Но правда, как всегда, была сложнее.

Ростислав был высок для своих одиннадцати лет — с той худощавой, жилистой статью, которая бывает у детей, выросших на реке, на ветру и на скудной, но честной крестьянской пище. Он ел кашу без масла, пил молоко, разбавленное водой, и хлеб с луком — и всё равно рос крепким, как молодой дубок. Волосы у него были светлые, почти льняные, а глаза — серые, с тёмным ободком, как у цапли. Он смотрел ими прямо, спокойно, без той детской вертлявости, которая раздражает взрослых. Смотрел и запоминал. Он всегда запоминал — где какой гриб растёт, куда уходит рыба, как пахнет дождь за два дня до того, как он начнётся.

Он умел слушать тишину. Это было его главное умение. Там, где другие слышали только ветер, он слышал, как под корой шевелится жук. Там, где другие видели просто воду, он видел, как под водой перекатывается стая плотвы, оставляя лёгкие, почти невидимые круги на поверхности. Он не знал, откуда это у него. Это было просто — как дыхание. Как биение сердца.

Марфа души в нём не чаяла. Она называла его «Божьим даром» и, несмотря на всю свою суровую набожность, позволяла ему то, чего никогда не позволяла бы родному — если бы он у неё был.

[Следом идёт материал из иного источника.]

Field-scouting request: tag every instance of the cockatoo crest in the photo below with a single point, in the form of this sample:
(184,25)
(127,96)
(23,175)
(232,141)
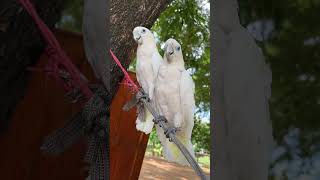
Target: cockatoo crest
(173,52)
(143,35)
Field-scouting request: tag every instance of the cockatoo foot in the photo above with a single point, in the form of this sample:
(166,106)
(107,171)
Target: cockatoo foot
(178,124)
(148,127)
(143,96)
(170,130)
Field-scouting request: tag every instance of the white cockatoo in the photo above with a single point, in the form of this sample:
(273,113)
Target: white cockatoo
(147,66)
(242,143)
(174,99)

Ростислав мог уйти на реку на рассвете и вернуться к вечерне — и она только крестилась ему вслед, шепча: «С Богом, с Богом, храни тебя Бог». Он мог принести домой щенка, которого нашёл замерзающим на берегу, — и она не ругалась, а только качала головой: «Опять ты, Ростиславка, душу бездомную приволок. Ему же есть надо, у нас самим нечего» — но кормила щенка из своей чашки. Он мог предсказать, что придёт ранняя зима, — и когда снег выпадал на неделю раньше обычного, соседи приходили к нему за советом, где копать картошку, а где оставить до морозов.

— Откуда ты знаешь? — спрашивали его.

— Гуси, — отвечал Ростислав. — Они летят низко и кричат. Значит, стужа близко.

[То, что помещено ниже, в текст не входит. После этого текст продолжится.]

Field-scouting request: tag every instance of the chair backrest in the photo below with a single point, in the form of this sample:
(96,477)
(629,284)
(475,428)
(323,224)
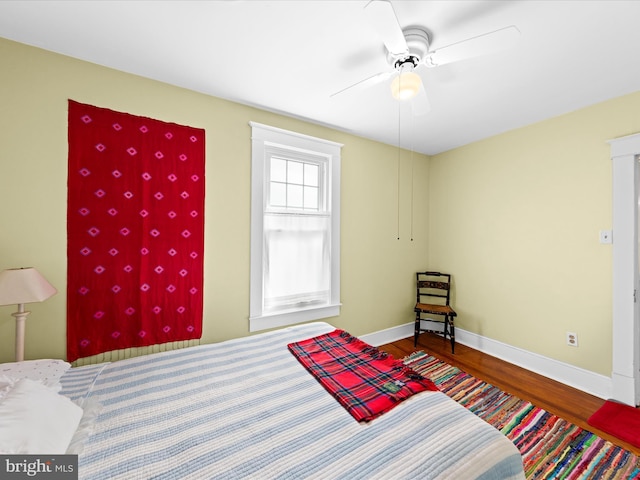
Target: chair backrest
(433,288)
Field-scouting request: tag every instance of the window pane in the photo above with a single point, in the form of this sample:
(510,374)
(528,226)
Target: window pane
(278,170)
(294,196)
(278,195)
(297,261)
(311,174)
(295,172)
(311,198)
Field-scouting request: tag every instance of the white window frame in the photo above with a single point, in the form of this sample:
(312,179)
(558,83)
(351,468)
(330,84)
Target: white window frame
(263,138)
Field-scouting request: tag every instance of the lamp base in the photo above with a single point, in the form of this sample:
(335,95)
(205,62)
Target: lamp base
(21,316)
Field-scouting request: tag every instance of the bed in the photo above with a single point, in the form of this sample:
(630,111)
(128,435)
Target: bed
(246,408)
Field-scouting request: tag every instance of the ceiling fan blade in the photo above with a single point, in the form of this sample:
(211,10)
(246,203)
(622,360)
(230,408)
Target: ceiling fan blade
(383,18)
(487,43)
(367,82)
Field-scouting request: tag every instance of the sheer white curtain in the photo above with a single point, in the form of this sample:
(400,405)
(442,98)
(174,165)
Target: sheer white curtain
(297,253)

И всё. Никакой магии. Только наблюдение. Но люди не хотели слышать про наблюдение. Им нужно было чудо. И они видели чудо в нём.

Иван относился к нему иначе — с настороженной, молчаливой любовью, которая не находила слов. Он видел в мальчике ту же цепкость, ту же внутреннюю собранность, которую заметил в первое утро, когда вытащил его из корзины. Но он видел и другое — то, что Марфа не хотела замечать: Ростислав был не их. Не по крови. Не по судьбе. И когда мальчик смотрел на закат, на реку, на тот самый старый дуб на Красной горе, в глазах его была какая-то глубина, которая пугала Ивана. Она напоминала ему о перстне. О княгине. О том, что однажды за этим мальчиком придут.

Он просыпался по ночам от того, что ему снилось — будто кто-то стоит у окна в чёрной треуголке и смотрит на их избу. Он не говорил об этом Марфе. Но однажды, когда Ростиславу было девять, он сказал ему:

— Не ходи к дубу на Красной горе. Никогда.

Ростислав поднял на него свои светлые глаза:

— Почему, батя?

— Потому что я сказал, — отрезал Иван. — Там земля нехорошая. Молния ударила. Грех там ходить.

Ростислав не спорил. Но он запомнил. Он всегда запоминал, когда взрослые что-то недоговаривали.

Мирослав был полной противоположностью. Низкорослый, с тёмными, вечно взлохмаченными волосами, которые никто не стриг и не причёсывал, он выглядел так, будто его всю жизнь били — и не за дело, а так просто потому, что он был тем, на кого можно вылить злость. И действительно, его били. Сверстники — за то, что он приносил неудачу. Взрослые — за то, что он всегда оказывался не в том месте и не в то время. Даже собаки, казалось, чуяли в нём что-то неправильное — они рычали на него, когда он проходил мимо, и убегали, когда он пытался их погладить.

Он был сиротой. Не в том смысле, что у него не было родителей, — мать у него была, но она почти не выходила из избы, потому что была слаба умом, как говорили в деревне. Она не узнавала его в хорошие дни и била в плохие. Она не кормила его, когда забывала, и прятала хлеб в сундук, когда не забывала. Он рос сам по себе, как трава на пустыре, — никем не политый, никем не защищённый.

И в этом было его главное несчастье. Он не знал любви. Он знал только голод, холод и презрение.

Деревня знала о Мирославе всё, но не жалела. Потому что он был плохим знаком.